Finally, someone at the big end of town sees sense.
The big end of town doesn't often support the need for greater scrutiny of legislation surrounding their practices, however, Ian Silk is bucking this trend.
While Malcolm Turnbull may believe that a royal commission into the financial services sector is unnecessary, AustralianSuper’s Chief Executive says that his fund, worth $100 billion, is supportive of such a move.

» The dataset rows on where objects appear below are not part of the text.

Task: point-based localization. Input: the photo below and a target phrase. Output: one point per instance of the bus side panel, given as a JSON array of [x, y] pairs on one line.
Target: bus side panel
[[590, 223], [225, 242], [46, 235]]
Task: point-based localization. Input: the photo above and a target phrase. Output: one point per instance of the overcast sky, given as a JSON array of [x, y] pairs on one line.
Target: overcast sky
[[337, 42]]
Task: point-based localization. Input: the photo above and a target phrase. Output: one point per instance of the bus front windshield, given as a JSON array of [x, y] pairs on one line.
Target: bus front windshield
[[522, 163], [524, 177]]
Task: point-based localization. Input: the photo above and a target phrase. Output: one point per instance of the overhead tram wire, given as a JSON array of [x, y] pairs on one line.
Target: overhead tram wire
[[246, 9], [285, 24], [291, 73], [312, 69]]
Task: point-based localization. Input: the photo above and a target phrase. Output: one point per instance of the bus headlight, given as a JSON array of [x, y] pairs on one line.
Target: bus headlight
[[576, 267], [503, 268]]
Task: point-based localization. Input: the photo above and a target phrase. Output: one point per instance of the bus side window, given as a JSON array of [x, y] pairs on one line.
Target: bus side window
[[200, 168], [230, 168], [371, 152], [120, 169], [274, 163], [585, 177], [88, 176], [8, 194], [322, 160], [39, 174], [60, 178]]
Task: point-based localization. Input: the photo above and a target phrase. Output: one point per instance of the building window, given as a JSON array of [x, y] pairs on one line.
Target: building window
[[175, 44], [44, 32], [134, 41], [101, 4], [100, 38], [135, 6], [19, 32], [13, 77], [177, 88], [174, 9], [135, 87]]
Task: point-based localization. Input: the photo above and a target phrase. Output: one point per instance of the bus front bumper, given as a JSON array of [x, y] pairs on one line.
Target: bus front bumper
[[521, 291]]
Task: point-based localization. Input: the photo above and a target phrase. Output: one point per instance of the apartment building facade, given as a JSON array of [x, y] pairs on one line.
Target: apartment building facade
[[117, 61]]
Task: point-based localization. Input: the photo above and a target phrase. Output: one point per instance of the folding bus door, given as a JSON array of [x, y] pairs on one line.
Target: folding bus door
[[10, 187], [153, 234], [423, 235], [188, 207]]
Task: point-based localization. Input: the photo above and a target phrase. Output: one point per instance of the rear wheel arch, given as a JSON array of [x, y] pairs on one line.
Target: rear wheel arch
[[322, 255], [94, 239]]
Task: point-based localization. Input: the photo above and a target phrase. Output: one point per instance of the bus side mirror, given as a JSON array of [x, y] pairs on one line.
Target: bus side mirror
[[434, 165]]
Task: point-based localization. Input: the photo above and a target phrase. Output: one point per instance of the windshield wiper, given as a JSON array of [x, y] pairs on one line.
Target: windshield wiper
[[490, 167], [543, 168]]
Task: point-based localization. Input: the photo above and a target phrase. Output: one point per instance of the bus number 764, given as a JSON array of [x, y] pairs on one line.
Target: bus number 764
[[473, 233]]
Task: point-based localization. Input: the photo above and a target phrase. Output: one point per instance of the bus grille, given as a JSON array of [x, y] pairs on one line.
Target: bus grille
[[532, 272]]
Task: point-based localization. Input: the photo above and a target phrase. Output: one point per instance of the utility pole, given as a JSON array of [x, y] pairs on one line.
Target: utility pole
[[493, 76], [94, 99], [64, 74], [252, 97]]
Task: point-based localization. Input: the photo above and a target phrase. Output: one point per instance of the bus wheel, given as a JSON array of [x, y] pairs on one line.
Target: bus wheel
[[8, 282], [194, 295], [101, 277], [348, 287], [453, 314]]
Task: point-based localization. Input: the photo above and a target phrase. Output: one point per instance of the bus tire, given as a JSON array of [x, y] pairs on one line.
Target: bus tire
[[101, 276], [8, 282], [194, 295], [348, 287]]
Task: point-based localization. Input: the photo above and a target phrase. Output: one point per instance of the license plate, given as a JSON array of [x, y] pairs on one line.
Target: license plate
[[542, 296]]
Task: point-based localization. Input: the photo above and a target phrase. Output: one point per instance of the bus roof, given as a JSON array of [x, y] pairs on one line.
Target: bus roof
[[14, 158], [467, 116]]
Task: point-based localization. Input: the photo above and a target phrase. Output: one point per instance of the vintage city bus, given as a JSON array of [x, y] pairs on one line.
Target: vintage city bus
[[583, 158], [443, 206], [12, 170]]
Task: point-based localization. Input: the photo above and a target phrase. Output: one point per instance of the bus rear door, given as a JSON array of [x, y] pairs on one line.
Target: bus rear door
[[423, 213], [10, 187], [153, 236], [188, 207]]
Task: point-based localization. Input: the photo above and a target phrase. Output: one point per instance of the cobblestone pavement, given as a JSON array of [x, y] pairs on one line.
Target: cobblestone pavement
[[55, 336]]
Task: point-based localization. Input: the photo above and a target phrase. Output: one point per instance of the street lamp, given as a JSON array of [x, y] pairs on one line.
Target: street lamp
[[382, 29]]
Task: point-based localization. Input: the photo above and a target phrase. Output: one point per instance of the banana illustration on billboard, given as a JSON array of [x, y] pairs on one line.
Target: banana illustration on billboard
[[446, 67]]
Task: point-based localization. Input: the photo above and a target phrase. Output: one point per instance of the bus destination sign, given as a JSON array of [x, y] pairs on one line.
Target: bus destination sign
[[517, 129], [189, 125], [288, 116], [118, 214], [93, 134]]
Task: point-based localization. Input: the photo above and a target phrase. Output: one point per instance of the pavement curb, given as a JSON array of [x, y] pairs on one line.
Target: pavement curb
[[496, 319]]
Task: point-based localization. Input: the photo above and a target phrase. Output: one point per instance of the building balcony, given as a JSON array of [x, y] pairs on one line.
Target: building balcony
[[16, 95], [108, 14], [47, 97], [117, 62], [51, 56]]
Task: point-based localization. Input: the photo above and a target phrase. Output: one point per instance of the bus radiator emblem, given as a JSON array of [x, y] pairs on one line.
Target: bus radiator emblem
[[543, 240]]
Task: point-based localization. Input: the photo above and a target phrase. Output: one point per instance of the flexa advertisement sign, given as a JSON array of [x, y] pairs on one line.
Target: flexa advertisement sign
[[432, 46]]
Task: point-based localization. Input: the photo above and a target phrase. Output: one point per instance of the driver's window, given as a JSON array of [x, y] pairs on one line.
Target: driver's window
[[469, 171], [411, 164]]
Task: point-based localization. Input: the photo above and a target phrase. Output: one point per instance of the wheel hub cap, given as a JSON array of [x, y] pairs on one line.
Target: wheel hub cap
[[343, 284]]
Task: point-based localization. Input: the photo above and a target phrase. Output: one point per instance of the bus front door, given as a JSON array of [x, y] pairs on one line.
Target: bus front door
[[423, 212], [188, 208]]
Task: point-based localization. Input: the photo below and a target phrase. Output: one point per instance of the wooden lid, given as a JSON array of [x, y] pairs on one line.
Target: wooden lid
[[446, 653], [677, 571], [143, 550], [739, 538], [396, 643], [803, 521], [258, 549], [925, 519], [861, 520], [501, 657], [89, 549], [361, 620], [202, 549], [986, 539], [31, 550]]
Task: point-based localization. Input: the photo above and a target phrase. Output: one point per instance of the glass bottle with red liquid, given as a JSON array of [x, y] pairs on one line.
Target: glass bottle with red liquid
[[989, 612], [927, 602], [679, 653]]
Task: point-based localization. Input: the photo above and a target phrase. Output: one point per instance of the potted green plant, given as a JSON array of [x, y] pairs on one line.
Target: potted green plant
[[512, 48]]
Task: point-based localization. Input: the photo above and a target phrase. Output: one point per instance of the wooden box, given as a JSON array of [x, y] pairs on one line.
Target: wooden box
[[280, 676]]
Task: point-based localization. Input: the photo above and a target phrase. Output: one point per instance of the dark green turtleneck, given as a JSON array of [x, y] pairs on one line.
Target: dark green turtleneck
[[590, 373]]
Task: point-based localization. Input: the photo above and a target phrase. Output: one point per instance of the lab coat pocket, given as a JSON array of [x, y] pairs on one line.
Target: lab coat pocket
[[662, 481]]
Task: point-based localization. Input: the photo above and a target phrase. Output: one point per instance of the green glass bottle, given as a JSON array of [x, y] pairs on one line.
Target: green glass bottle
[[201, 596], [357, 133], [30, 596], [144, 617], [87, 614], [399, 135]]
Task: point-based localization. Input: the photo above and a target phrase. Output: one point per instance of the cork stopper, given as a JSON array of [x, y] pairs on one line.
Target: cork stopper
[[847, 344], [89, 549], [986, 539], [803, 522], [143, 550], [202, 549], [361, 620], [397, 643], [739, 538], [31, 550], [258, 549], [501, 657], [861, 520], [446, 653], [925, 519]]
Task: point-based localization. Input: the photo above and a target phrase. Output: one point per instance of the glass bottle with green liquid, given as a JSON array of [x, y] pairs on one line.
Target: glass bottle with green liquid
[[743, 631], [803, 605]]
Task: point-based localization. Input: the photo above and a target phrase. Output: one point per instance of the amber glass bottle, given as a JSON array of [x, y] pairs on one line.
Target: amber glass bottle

As the first institutional shareholder of the big four banks to do so, it’s a gutsy move, but one he’s not worried about. "I reckon you've got to have a pretty sunny view of life to think that the banks are going to change their behaviour and conduct of their own volition, so if there's going to be an external catalyst for that, such as a royal commission, I'm pretty relaxed about that," Mr Silk said.
The lack of confidence in the financial services sector can be largely attributed to poor banking behaviour caused by “conflicted remuneration”. "Conflicted remunerations are designed with particular outcomes in mind and the financial planners and insurance assessors who have not acted in the interest of their customers have been acting consistently with the overt or covert directions of their employers."
Speaking to the Financial Review on Monday, Mr Silk also believes that the Government will have to discard some of its highly prized superannuation changes that were announced in Budget 2016/17, as it will be difficult to get them past the Senate. "It will be a test for their negotiating ability because it is going to be a challenge," he said.
The reforms he thinks will pass both houses, largely due to Labor Party support, would be limiting the tax-free earnings for retirees with more than $1.6 million in retirement income funds and the low income superannuation tax offset.
However, it would be more difficult to secure support for the reforms that would hit the middle of the market – caps on concessional and non-concessional contributions.
Despite much discussion about whether or not capping non-concessional contributions at $500,000, backdated to 2007 was retrospective or not, Mr Silk is in no doubt of the effect it has already had. "The new $500,000 cap was retrospective to a degree and it seems pretty clear the Government will now be under some internal party room pressure to modify that."
The measure has prompted a jump in inquiries not just from AustralianSuper’s members who have had their immediate retirement plans thrown into disarray, but also from those without sufficient balances that would result in them being affected.
"Because there is that element of retrospectivity it just feeds into the fears some people have about putting money into super," he said.
The changes will also disadvantage those who had planned to catch up on their retirement savings in later years, meaning a retirement income shortfall and a greater reliance on the Age Pension.
"It will hurt some people who are trying to catch up their super contributions in those later years, particularly women, so if the change to concessional contributions was to be reviewed and the status quo retained that is certainly something I would be comfortable with," Mr Silk said.
Noting that the Labor and Liberal Party objectives on superannuation are similar, it was, he said, more important to focus on the disadvantaged low income workers who get no tax concessions on their super. And this is why the low income superannuation tax offset should be supported.
Do you agree with Mr Silk’s comments? Should a Royal Commission into the financial services sector be top priority for the Government? Should it go further and cover all areas of retirement income? Do you think the limiting of non-concessional contributions to $500,000, backdated to 2007, is indeed retrospective?